Monday lunchtime at London's Wigmore Hall: an enjoyable and stimulating pre-concert lunch with a friend combined with a high-calibre performance by a young artist with a formidable reputation makes for a near-perfect start to the week. The artist in question was Denis Kozhukhin, a young Russian pianist who came to international notice after winning the Queen Elizabeth Competition in 2010. I first heard him in concert with the Capuçon brothers in music by Shostakovich and Messiaen's extraordinary Quartet for the End of Time. This was my first taste of him as a soloist and he stamped his authority and musicality on the concert from the opening notes of the Haydn Sonata to the final fleeting phrase of his second encore.
If I had my way, all piano recitals would open with music by Haydn. His wit and inventiveness act as a wonderful musical palette sharpener. Kozhukhin combined poise, grace and a brilliant, witty clarity to the outer movements of the Sonata in D with sensitive lyricism in the melancholy aria-like middle movement.

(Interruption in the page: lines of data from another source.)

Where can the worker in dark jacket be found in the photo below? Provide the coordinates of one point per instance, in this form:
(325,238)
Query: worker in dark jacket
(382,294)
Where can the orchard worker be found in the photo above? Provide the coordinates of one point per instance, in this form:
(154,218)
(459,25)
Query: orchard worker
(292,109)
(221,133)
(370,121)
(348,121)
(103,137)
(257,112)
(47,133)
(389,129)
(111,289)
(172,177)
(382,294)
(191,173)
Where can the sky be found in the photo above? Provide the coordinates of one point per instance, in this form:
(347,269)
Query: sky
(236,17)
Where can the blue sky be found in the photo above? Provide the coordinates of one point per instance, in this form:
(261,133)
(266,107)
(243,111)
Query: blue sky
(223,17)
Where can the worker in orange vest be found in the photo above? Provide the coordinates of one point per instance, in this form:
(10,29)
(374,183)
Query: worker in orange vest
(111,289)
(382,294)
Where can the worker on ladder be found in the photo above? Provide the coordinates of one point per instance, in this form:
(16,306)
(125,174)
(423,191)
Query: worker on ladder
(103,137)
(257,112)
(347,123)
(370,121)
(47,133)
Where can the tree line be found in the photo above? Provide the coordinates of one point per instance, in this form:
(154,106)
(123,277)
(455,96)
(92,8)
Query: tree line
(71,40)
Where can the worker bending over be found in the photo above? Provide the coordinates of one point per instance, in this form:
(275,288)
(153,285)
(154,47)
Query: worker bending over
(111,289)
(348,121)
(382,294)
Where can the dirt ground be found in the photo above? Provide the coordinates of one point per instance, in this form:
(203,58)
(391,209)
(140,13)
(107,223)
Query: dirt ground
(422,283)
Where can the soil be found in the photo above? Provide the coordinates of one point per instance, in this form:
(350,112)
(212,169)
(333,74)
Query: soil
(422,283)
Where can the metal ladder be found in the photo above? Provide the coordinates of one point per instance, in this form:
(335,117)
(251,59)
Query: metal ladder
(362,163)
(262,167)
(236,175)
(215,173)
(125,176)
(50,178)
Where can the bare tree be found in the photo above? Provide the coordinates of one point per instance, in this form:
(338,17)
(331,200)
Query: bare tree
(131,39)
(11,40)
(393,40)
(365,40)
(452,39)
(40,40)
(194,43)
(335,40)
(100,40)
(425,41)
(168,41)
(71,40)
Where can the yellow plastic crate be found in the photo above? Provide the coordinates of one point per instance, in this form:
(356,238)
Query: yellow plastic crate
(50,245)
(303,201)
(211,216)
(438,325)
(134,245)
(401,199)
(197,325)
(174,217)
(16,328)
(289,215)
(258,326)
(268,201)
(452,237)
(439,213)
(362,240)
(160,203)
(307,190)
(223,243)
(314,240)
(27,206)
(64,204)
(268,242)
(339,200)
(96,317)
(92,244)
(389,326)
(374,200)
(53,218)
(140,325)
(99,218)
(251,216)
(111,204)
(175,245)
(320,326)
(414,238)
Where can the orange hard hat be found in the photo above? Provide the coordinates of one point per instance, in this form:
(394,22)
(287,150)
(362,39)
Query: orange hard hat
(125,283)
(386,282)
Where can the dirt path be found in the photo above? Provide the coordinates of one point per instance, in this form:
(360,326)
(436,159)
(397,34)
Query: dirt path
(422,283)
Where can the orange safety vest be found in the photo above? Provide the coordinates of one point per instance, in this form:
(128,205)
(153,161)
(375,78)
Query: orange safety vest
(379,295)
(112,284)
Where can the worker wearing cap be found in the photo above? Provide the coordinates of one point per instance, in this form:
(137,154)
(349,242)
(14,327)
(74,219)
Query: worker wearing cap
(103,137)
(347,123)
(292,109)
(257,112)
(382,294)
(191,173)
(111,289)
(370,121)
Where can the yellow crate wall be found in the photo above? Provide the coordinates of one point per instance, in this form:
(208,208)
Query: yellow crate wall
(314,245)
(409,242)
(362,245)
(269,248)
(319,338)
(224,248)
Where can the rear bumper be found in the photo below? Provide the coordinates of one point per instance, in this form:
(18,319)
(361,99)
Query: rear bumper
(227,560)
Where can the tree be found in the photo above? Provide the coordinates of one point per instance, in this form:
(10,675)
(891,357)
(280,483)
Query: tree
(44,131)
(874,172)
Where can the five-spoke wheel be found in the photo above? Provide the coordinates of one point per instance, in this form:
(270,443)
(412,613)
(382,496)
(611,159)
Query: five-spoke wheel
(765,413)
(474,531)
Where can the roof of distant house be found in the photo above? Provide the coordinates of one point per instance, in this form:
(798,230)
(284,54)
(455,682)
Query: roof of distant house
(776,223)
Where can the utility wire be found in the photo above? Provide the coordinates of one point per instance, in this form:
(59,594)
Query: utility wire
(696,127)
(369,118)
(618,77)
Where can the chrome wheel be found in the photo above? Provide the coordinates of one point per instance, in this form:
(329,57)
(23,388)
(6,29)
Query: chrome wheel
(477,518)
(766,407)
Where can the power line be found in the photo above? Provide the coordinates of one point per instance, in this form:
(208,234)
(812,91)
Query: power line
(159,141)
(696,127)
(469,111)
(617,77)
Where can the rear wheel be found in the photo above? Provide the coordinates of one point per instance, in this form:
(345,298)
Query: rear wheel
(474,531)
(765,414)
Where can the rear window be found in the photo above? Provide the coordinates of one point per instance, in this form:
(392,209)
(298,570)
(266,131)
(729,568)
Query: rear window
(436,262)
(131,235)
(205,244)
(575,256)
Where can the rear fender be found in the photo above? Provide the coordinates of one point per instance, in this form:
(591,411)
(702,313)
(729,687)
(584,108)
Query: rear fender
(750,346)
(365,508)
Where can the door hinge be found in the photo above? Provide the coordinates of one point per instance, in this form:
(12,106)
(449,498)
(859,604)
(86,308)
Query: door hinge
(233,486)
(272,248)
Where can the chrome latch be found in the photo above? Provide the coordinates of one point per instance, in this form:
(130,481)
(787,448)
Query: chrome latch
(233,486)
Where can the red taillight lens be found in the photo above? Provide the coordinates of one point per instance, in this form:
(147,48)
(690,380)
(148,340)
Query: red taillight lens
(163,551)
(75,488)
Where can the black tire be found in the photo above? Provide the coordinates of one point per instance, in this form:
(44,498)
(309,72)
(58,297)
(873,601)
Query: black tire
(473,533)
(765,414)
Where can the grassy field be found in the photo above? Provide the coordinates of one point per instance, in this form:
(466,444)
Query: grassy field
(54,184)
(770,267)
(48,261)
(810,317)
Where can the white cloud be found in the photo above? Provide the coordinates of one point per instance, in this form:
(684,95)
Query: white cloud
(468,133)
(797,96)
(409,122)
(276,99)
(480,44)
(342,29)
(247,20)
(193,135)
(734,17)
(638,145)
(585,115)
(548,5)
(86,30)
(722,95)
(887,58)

Brahms' Theme and Variations in D minor were originally scored for strings, though listeners could be forgiven for thinking that the work was intended for the organ, with its rich textures, rolling arpeggiated chords and assertive grandeur. The work also looks back to Haydn's Baroque antecedents, most notably Bach's Chaconne in D minor for solo violin, in its structure and stylistic elements. Kozhukhin brought a full, rounded tone to the work, his fortes and fortissimos muscular and colourful rather than simply loud. The work unfolded expansively, revealing its chorale-like elements The fourth variation, in D major, recalled in the lyricism of Haydn's slow movement and also looked forward to the Liszt which followed, with its delicate figurations.